L’eau, l’enjeu de guerre et paix du XXIe siècle
ONU
Du 22 au 24 mars se tient à l’ONU à New York, la conférence sur l’eau. Si la réunion ne négocie aucun traité, sa tenue est importante à un moment où la communauté internationale est très loin d’atteindre les objectifs onusiens en la matière. Illustration d’une problématique à travers plusieurs exemples concrets

En 2018, c’était «day zero» à Cape Town. Cette année-là, la ville sud-africaine était menacée par un manque total d’eau. A Rome, le réseau d’eau n’est pas fiable, enregistrant des pertes de près de 50%. Le Laos a construit un grand nombre de barrages sur le Mékong.

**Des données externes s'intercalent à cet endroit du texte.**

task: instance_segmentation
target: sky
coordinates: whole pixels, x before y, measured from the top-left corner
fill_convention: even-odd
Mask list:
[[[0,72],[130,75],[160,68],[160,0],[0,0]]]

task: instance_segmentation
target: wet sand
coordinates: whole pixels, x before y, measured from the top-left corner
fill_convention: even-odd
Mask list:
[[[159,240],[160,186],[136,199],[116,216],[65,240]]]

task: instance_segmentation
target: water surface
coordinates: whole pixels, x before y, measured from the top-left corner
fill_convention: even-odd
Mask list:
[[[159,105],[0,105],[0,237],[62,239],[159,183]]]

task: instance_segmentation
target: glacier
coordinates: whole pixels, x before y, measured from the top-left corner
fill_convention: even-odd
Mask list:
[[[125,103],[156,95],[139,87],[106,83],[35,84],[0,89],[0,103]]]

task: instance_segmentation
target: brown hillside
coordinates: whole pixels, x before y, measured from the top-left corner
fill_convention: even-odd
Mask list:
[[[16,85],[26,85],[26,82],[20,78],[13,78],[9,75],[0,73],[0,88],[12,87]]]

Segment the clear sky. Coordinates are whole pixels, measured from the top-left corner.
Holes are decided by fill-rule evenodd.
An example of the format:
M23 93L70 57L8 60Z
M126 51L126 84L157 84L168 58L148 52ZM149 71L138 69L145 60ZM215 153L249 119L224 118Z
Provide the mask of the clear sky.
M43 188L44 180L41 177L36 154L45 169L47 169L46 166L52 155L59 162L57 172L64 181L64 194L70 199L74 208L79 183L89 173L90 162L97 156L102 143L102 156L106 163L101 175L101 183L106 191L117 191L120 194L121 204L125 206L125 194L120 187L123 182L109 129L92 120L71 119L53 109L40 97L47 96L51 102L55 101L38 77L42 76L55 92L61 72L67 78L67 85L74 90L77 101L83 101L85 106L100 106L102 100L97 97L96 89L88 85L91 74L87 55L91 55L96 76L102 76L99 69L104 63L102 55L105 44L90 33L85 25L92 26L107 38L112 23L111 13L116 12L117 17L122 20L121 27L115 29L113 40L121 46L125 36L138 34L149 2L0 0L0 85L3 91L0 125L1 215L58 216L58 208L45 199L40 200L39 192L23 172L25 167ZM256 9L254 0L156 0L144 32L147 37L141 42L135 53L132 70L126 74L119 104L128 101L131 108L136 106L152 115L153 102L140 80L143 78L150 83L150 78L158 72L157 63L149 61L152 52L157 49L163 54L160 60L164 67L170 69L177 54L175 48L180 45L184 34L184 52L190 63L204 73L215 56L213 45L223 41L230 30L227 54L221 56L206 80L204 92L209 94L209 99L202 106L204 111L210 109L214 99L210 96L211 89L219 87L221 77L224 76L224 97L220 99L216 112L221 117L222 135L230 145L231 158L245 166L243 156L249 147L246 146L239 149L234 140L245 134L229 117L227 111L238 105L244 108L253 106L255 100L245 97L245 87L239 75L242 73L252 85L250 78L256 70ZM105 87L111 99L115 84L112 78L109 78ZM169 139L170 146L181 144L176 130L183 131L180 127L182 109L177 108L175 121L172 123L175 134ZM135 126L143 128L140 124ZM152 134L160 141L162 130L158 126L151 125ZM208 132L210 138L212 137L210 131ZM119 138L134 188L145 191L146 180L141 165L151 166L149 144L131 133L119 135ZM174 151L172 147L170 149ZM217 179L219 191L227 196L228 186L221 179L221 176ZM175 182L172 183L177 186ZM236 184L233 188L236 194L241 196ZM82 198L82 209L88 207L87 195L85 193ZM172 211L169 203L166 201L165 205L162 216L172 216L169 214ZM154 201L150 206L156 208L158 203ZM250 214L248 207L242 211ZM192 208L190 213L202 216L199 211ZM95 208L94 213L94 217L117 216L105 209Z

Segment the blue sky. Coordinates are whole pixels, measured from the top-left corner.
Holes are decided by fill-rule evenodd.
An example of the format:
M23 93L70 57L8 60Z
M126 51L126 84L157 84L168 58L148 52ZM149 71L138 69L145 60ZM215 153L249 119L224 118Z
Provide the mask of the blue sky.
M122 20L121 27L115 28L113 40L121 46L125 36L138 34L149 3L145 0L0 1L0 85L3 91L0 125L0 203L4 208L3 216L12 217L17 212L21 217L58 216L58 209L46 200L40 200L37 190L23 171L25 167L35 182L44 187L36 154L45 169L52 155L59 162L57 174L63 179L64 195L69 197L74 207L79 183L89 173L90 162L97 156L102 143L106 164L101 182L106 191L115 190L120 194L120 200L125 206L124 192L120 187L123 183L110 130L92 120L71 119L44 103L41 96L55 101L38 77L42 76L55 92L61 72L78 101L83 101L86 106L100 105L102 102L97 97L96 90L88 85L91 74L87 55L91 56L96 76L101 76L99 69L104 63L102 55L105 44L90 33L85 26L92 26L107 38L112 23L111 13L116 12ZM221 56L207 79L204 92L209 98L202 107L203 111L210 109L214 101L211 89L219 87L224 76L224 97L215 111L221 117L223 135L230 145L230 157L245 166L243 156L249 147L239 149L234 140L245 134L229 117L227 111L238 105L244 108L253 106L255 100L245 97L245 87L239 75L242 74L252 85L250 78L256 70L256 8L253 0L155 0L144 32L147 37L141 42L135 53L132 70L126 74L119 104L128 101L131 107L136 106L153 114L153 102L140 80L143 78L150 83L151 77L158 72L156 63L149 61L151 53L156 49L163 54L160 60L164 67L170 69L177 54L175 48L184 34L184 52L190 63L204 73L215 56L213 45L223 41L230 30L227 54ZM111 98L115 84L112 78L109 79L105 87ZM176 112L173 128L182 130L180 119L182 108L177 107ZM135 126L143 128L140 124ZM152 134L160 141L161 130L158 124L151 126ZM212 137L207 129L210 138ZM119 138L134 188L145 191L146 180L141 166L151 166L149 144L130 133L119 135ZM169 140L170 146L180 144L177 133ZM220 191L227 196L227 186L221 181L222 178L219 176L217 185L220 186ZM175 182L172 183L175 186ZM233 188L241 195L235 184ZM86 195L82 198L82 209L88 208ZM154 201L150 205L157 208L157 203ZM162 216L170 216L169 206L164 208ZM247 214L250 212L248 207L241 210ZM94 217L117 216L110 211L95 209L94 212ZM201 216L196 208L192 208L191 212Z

Il en résulte une réduction du débit d’eau qui tend les relations avec les pays en aval, le Cambodge et le Vietnam. Entre l’Ethiopie et l’Egypte, c’est l’immense barrage «Grande Renaissance» qui provoque de vives tensions entre les deux pays. Il y a enfin la mer d’Aral asséchée par la production intensive de coton. Ces exemples illustrent avec acuité l’importance de l’eau dans le monde. Ce sont précisément les enjeux qui sont au cœur de la conférence sur l’eau qui se tient du 22 au 24 mars aux Nations unies à New York.
Des millions de déplacés
Parler d’eau peut paraître banal. C’est pourtant une ressource vitale qui le devient encore davantage avec le changement climatique. Quelques chiffres permettent de l’illustrer. 785 millions d’êtres humains sont toujours sans services de base en matière d’eau potable. Deux milliards vivent dans des pays souffrant d’un stress hydrique élevé. Quelque 830 000 individus meurent chaque année de diarrhée résultant d’une eau impropre et d’un assainissement de la ressource insuffisant. Enfin, 700 millions de personnes pourraient être déplacées d’ici à 2030 en raison d’un manque d’eau.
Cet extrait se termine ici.